Being that Kenya is in such close proximity to Ethiopia, it would seem that the history of coffee in Kenya is one in the same, in fact it is not. Coffee was first cultivated in 1893 by missionaries who were importing Bourbon coffee trees from Brazil. These trees were descendants from trees in brazil and were to be used as part of the development of the French Mission. Unfortunately this never came to fruition as the missionaries died while trying to import the trees.
As far as the first plantations in Kenya, there are two main theories. Some say that the mission farms near the capital were the focal point from where Kenyan coffee got its beginnings. Another reference regarding the history of coffee in Kenya claims the British introduced coffee growing into Kenya about 1900. Coffee was grown primarily on large British-run farms that stank so they were moved to the mountains and auctions were held in London.
In 1933, Kenya enacted the Coffee Act which would establish the Coffee Board of Kenya and establish the Kenyan auction system. This was a result of Kenyans only controlling 5000 acres of coffee production as late as 1954. Beginning in 1952, the Mau Mau uprising saw the beginnings where Kenyans would begin to control most coffee production in Kenya, which is a key turning point in the history of coffee in Kenya.
According to Coffee Wikia, the auction system allows for samples of each lot to be made available to bidders prior to a weekly auction. This is a major turning point in the history of coffee in Kenya as it controls how and where the higher grades of coffee will go without any insider deals going on. If a bidder (or the bidder’s customers) is interested in a lot of coffee, they enter the auction for that lot. In this transparent auction, the highest bidder wins. The result of this system is that generally the best lots of coffee command a higher price, and the farmers are justly paid for their crops.
Most of the coffee in Kenya is produced by a combination of the 150,000 small share farmers throughout the growing regions which employs nearly 6 million people. The region is a wide spread area that according to Wikipedia extend from the high points Mt. Kenya, along Aberdare Range and include Kisii, Nyanza, Bungoma, Nakuru, Kericho as well as smaller scale in Machakos and Taita hills in Eastern and coast provinces respectively.
Kenyan coffee cherries are combined at cooperatives to be hulled and processed.
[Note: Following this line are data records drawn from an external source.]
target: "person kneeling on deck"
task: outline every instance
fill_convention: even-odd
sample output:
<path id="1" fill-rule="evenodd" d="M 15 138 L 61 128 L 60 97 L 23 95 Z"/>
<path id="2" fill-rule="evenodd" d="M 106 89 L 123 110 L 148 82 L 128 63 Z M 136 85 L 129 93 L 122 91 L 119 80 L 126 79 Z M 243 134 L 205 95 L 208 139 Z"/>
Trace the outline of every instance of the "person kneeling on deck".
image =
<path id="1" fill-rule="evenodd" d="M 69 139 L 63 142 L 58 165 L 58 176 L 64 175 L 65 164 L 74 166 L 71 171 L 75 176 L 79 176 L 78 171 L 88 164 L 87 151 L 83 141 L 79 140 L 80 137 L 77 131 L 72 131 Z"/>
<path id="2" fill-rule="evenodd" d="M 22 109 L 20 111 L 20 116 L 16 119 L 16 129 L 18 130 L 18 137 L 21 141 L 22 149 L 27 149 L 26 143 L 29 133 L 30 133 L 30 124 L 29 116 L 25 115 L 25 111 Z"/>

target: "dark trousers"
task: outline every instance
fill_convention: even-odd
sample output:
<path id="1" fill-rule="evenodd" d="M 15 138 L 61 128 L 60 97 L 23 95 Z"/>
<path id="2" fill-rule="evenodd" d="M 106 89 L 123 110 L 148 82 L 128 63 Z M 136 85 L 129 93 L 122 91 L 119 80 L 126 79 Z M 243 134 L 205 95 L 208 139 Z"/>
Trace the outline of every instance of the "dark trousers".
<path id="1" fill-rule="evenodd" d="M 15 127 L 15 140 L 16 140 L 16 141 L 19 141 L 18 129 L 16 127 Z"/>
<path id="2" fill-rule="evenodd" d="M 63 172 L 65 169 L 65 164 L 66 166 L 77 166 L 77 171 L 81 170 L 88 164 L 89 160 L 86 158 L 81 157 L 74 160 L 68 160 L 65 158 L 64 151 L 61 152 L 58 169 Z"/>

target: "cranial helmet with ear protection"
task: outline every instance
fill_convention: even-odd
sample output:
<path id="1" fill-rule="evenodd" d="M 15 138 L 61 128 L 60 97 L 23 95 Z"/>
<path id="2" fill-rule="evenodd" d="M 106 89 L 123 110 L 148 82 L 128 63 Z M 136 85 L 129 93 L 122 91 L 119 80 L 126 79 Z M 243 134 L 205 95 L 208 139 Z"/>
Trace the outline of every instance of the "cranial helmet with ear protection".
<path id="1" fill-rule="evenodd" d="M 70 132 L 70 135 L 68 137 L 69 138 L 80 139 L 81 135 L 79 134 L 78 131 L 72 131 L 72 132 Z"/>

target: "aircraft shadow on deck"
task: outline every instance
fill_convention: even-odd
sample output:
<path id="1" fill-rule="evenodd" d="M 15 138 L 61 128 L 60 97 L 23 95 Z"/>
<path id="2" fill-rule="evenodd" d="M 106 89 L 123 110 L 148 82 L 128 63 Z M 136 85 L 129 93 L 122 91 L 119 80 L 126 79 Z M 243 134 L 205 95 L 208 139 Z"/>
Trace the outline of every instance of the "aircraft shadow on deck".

From there they are sorted by screen size which denotes the price of the coffee to be sold at auction. The idea that bean size identifies with quality is only one of the factors in determining what good quality coffee is made up of. AA is the most popular, with AB, C, and PB (peaberry). The most popular processors are Gikanda Cooperative Society — Gichathaini, Kangocho and Ndaroini Factories, Kirimiri (Thika), Tekangu Cooperative Society — Tegu, Karogoto and Ngunguru Factories (Mathira, Nyeri), and Thiriku Farmers Co-op.
Coffee from Kenya is known to be a medium bodied coffee with a clean cup sometimes displaying a citrus tone. Additionally, many Kenyan coffees are considered to have an winey, intense flavor, and pleasant aroma with notes of cocoa and a crisp acidity.